Press release issued: 12 September 2011

One year on from Ed Miliband’s victory as Labour party leader, new research at the University of Bristol published in the Palgrave Macmillan journal British Politics, explores the extent of trade union involvement in the electoral contest and how they determined the outcome of that electoral contest.

One year on from Ed Miliband’s victory as Labour party leader, new research from the University of Bristol published in the Palgrave Macmillan journal British Politics, explores the extent of trade union involvement in the electoral contest and how they determined the outcome of that electoral contest.

Professor Mark Wickham-Jones and Richard Jobson explain why urgent reform is needed to the electoral college to ensure the legitimacy of the future leadership elections.

Drawing on extensive interviews and party documents, they establish conclusively that:

  • Nominations for the leadership were coordinated and streamlined by the trade unions in order to maximise support for Ed Miliband’s candidacy. A senior party official commented: ‘They clearly have a major say, the union leadership, over who they nominate.’
  • Trade union nominations had a powerful impact on the distribution of votes. 49 per cent of voters followed their union’s recommendation.
  • Unions shaped campaigning by restricting the availability of their membership lists to their nominee. One campaign team member said it was like ‘running a national election campaign with someone deciding who to give the electoral register to … you can’t [campaign], you have no list, you can’t tell, you have no access.’
  • Considerable union resources – not factored into the spending limits for the contest - were mobilised behind Ed Miliband.
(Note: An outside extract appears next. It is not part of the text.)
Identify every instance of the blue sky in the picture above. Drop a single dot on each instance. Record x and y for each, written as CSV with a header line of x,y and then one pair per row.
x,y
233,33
One campaigner argued: ‘It does make a mockery of expense limits…union spending is not monitored or detailed.’
  • Some union ballots were distributed in partisan fashion, A senior figure within the party added: ‘The unions only behave that way because the Labour party allows them to…. I would not have let them do that….well, I would have ruled their vote out.’

Three trade unions (GMB, Unison and Unite) had 75 per cent of the votes in the third section of the electoral college that chooses the Labour leader. Each nominated and campaigned for Ed Miliband. GMB and Unite distributed ballots to his advantage. Wickham-Jones and Jobson argue that this turned Ed Miliband’s deficit in two other sections of the college into an extremely narrow victory – a margin of only 0.65 per cent.

Such was the manner of intervention by trade unions that the legitimacy of the electoral college is called into question. Wickham-Jones and Jobson argue that candidates did not have equal and open access to the electorate; the electorate was not fully informed; resources were not equalised; and ballots were not distributed in a neutral manner.  They argue that the case for reform of the electoral college is unanswerable.

Most political commentators and scholars concluded that the introduction in 1993 of one member one vote (OMOV) fundamentally reduced the role of affiliates in Labour politics. In contrast Wickham-Jones and Jobson conclude that, having apparently been deprived of influence, trade union elites developed a strategy to re-establish their authority over the Labour Party. In effect, the block vote has been reinvented.